Le monde artistique grec s’est rassemblé le 1er avril au Théâtre Sfendoni et a rédigé une lettre demandant la démission du Ministre de la Culture et déclarant Jan Fabre persona non grata. Le 2 avril, Jan Fabre a quitté ses fonctions par une brève déclaration écrite. Ce qui aurait pu être une mauvaise plaisanterie est devenu un épisode pénible pour la résiliente scène artistique grecque. Jan Fabre lui-même a imputé sa décision de démissionner au « milieu artistique hostile où je suis pourtant arrivé avec un esprit et un coeur ouverts ». La situation est-elle aussi simple que cela ?

Cher Jan Fabre,

En tant que membre de la communauté artistique de Belgique, qui travaille à l’international, je voudrais commencer cette lettre en reconnaissant la grande estime que j’ai pour votre travail artistique, que j’ai d’ailleurs eu l’opportunité de présenter, ainsi que pour les institutions que vous avez fondées. C’est peut-être justement parce que j’estime votre parcours que je me suis senti pour le moins déconcerté après la lecture de vos plans pour le Festival d’Athènes. Avez-vous réellement été surpris qu’ils n’aient pas été accueillis par une standing ovation ? Pour le peu que je connaisse du secteur artistique grec, l’hostilité n’est pas l’une de ses caractéristiques naturelles. L’« Hostilité » — c’est votre mot – est toujours une réaction à quelque chose. À quoi donc ?

NE VOYIEZ-VOUS PAS QUE VOUS MARCHIEZ SUR DES ŒUFS ?
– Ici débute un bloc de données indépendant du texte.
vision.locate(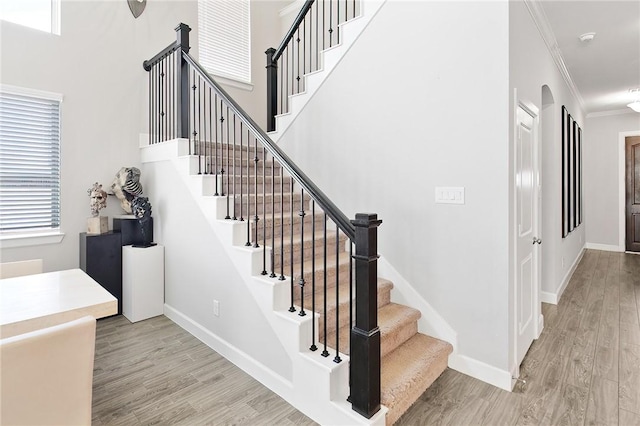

Le 29 mars, vous présentiez votre programme à Athènes. Dans le dossier de presse remis pour l’occasion, vous écrivez que vous « espérez construire des ponts et développer un dialogue ». Je suis tout à fait pour, et j’espère que nous pouvons commencer ce dialogue dès maintenant. Par « nous » je n’entends pas uniquement vous et moi, mais « nous » en tant que communauté internationale d’artistes, de curateurs, de directeurs artistiques, de producteurs, de chargés de relations publiques, etc. C’est la raison pour laquelle je partage publiquement mon message. J’ai beaucoup de questions à vous poser.

Premièrement, comment arrivez-vous à cumuler autant de fonctions ? Je considère que je travaille dur mais je serais incapable, simultanément, de poursuivre une carrière d’artiste international, de développer une compagnie théâtrale, un lieu, une maison de production d’art visuel, et, en plus, d’accepter de concevoir la programmation d’un important festival international pour les quatre prochaines années. Comment faites-vous ? Vous et Johan Simons devriez nous confier votre secret un jour. Plus sérieusement, où auriez-vous trouvé le temps de réinventer un festival qui, pour utiliser vos propres mots « reflète le monde » ? Ne craigniez-vous pas que votre conception du Festival d’Athènes reflète uniquement votre propre monde ? Ne pouviez-vous pas imaginer que le manque de compréhension du contexte grec vous revienne en pleine figure, comme un boomerang ? Pourquoi avez-vous accepté cette nomination alors que, clairement, la politique culturelle grecque est en ce moment très confuse ? Ne compreniez-vous pas que vous marchiez sur des œufs ?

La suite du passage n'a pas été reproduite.